【KOREA WAVE】「手書きのスケッチブックに書かれた注文で、数百万ドル規模の契約が成立するのを目の当たりにしました。21世紀にもこんな非効率な取引があるなんて、衝撃を受けました」
韓国のスタートアップ「バイングスクエア」のチェ・ジョンヒョン代表は、手作業中心だった従来のファッション業界の流通プロセスを振り返り、この驚きが同社設立の原点であったと語った。
従来のファッションブランド流通では、PDFやExcelファイルで取引条件が伝達され、非効率な手作業が多かった。チェ代表はこれを解決するため、AIを活用したブランドホールセールプラットフォーム「バイングスクエア」を立ち上げた。

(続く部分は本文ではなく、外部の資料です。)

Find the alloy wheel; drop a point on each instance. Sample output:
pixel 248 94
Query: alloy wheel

同社は、ブランドが提供する非定型データを定型化し、商品カタログを自動生成する技術を開発した。ブランドごとの取引規則を予測し、自動で取引条件を生成するアルゴリズムも研究している。これにより、3000以上のデザイナーブランドと韓国内外のリテイラーを直感的なデジタルカタログを通じて繋ぐことが可能となった。
チェ代表は「AIを駆使して手作業が中心だった業務プロセスを大幅に効率化し、ブランドとバイヤーの双方にメリットを提供している」と自信を見せた。

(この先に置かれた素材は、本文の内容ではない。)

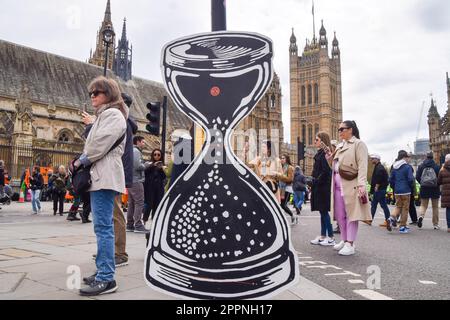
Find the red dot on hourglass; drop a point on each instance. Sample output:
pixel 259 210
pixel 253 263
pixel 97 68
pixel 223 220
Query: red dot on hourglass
pixel 215 91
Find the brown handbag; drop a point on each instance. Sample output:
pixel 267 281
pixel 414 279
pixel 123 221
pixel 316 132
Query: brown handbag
pixel 347 172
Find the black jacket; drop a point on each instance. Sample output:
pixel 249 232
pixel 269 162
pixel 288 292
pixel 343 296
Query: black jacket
pixel 2 177
pixel 380 177
pixel 428 192
pixel 37 182
pixel 127 158
pixel 321 186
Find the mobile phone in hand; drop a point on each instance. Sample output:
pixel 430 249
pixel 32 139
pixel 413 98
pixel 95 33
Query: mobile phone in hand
pixel 364 199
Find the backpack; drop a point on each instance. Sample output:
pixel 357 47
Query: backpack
pixel 428 178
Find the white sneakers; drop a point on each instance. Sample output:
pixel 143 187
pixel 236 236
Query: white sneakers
pixel 339 246
pixel 326 242
pixel 347 250
pixel 344 248
pixel 317 240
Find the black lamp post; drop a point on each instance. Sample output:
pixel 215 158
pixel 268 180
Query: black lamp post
pixel 108 36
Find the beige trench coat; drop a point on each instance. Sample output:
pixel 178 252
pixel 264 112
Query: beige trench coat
pixel 107 172
pixel 353 153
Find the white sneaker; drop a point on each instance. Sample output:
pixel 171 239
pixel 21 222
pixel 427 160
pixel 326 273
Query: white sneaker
pixel 328 242
pixel 347 250
pixel 339 246
pixel 317 241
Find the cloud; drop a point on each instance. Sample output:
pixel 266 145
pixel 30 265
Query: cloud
pixel 394 53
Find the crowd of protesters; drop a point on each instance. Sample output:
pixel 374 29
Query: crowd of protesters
pixel 337 188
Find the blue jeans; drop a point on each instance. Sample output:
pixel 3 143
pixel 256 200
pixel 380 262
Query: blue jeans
pixel 35 200
pixel 102 204
pixel 325 223
pixel 447 212
pixel 299 198
pixel 379 197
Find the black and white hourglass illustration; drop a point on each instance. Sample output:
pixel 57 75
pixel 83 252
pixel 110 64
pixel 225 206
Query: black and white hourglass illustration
pixel 219 232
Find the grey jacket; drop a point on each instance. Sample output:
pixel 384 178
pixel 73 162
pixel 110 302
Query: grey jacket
pixel 107 171
pixel 138 166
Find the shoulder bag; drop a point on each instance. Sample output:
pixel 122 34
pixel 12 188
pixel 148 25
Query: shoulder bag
pixel 81 177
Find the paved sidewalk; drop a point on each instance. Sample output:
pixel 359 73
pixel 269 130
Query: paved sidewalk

設立4年で、バイングスクエアは177のグローバルサプライヤー、45のブランド本社とのパートナーシップを構築し、200社以上の顧客を持つ。累積取引額は1200億ウォン(約132億円)を超え、さらなる成長のためにシリーズBの資金調達を進めている。
バイングスクエアは韓国ブランドのグローバル市場進出を支援するため、ニューヨーク・ブルックリンに120坪のショールーム「VIBETWLV」を設立した。チェ代表は「ニューヨークでK-ファッションのコレクションを開催し、ファッション界の『アベンジャーズ』を結成する」と述べ、意気込みを語った。
ブルックリンは現在、エルメスやシュプリームなどのブランドが集うホットスポットであり、同地でのショールーム展開は初の試みだ。同社はブランドにショールームの利用とプロモーションを提供し、オンラインとオフラインを融合した「オムニチャネル」を実現する計画だ。
バイングスクエアは、流通プロセス全体(注文、製造、決済、顧客対応、在庫管理、配送)を統合管理できるプラットフォームの構築を進めている。また、四半期ごとのイベントを開催し、韓国ブランドとグローバルバイヤーを繋ぐ橋渡し役を担う。
すでに日本、中国、香港に法人を設立しており、シンガポール、マレーシア、ベトナムにも拠点を拡大する予定だ。ファッション以外にも、美容、スポーツ、時計などのカテゴリーに事業領域を広げる。